Comment 12 for bug 1570195

Revision history for this message
Christian Ehrhardt  (paelzer) wrote :

Breaking on the two check functions and the calling one to see where things break:

b virtnet_send_command
# virtqueue_get_buf gets hit by __do_softirq -> napi_poll -> virtnet_poll -> virtnet_receive -> virtqueue_get_buf all the time.
Need to keep that disabled and step INTO from virtnet_send_command.
b virtqueue_get_buf
b virtqueue_is_broken

Here is what we see in the two checkers then
virtqueue_get_buf (_vq=0xffff8801b6b7d000, len=0xffff8801b7f17b64) at /build/linux-XwpX40/linux-4.4.0/drivers/virtio/virtio_ring.c:478
p *(_vq)
$12 = {list = {next = 0xffff8801b69c8b00, prev = 0xffff8801b640d000}, callback = 0x0 <irq_stack_union>, name = 0xffffffff81d094d7 "control", vdev = 0xffff8801b69c8800,
  index = 8, num_free = 63, priv = 0x1c010}

 if (unlikely(!vq->data[i])) {
         BAD_RING(vq, "id %u is not a head!\n", i);
         return NULL;
 }
 ret = vq->data[i];
 [...]
 return ret;
So this should for sure be valid when returning or we would see the BAD_RING.
But then it is looping on after returning on
 while !virtqueue_get_buf(vi->cvq, &tmp) && !virtqueue_is_broken(vi->cvq)

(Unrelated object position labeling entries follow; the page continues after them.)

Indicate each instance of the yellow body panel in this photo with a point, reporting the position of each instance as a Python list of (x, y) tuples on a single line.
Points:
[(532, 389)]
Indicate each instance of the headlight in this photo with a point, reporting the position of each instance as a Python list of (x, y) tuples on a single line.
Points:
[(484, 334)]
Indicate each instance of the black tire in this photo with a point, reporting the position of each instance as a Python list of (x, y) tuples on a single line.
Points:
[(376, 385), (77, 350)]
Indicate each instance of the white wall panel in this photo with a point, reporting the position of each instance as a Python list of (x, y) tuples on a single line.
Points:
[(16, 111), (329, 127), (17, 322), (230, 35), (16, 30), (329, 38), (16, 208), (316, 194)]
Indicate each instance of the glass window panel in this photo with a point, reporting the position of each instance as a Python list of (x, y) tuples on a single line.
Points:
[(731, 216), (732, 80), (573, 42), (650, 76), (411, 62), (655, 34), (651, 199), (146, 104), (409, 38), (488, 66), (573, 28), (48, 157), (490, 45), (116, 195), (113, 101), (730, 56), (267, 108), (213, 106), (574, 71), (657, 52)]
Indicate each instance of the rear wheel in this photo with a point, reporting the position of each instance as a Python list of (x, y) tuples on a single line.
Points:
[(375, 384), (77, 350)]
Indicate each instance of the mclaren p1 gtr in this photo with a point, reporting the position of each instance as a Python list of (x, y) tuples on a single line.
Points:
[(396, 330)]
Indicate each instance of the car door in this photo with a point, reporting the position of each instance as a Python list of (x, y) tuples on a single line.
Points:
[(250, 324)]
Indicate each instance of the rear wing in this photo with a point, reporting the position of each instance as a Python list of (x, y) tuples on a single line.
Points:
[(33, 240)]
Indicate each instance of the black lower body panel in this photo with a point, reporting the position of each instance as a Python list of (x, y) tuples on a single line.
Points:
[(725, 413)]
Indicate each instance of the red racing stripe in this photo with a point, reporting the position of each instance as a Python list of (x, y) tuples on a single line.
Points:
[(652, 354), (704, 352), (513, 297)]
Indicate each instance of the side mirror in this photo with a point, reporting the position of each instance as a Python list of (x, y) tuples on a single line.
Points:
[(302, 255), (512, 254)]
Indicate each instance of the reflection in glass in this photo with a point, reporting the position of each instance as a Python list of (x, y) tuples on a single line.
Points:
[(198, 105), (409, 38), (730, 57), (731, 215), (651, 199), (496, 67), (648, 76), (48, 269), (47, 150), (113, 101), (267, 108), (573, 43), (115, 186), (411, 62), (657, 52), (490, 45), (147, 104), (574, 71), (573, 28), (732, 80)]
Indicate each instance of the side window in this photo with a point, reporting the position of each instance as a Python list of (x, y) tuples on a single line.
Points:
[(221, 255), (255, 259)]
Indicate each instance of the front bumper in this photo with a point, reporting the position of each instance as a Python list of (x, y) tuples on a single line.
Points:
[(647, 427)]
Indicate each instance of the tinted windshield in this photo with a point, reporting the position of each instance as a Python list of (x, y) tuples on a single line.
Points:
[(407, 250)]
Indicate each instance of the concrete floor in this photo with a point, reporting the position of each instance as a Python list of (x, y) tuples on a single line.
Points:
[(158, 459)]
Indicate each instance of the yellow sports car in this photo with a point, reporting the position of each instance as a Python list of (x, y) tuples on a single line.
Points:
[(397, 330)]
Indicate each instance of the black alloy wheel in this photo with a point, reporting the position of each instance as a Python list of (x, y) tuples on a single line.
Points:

So we "should be" (tm) safe to assume that we always get a good buffer back, but then lack one?

Too much is optimized out by default to take a much deeper look.
I need to understand more what happens there, so I'm going to recompile the kernel with extra stuff, more debug and less optimization.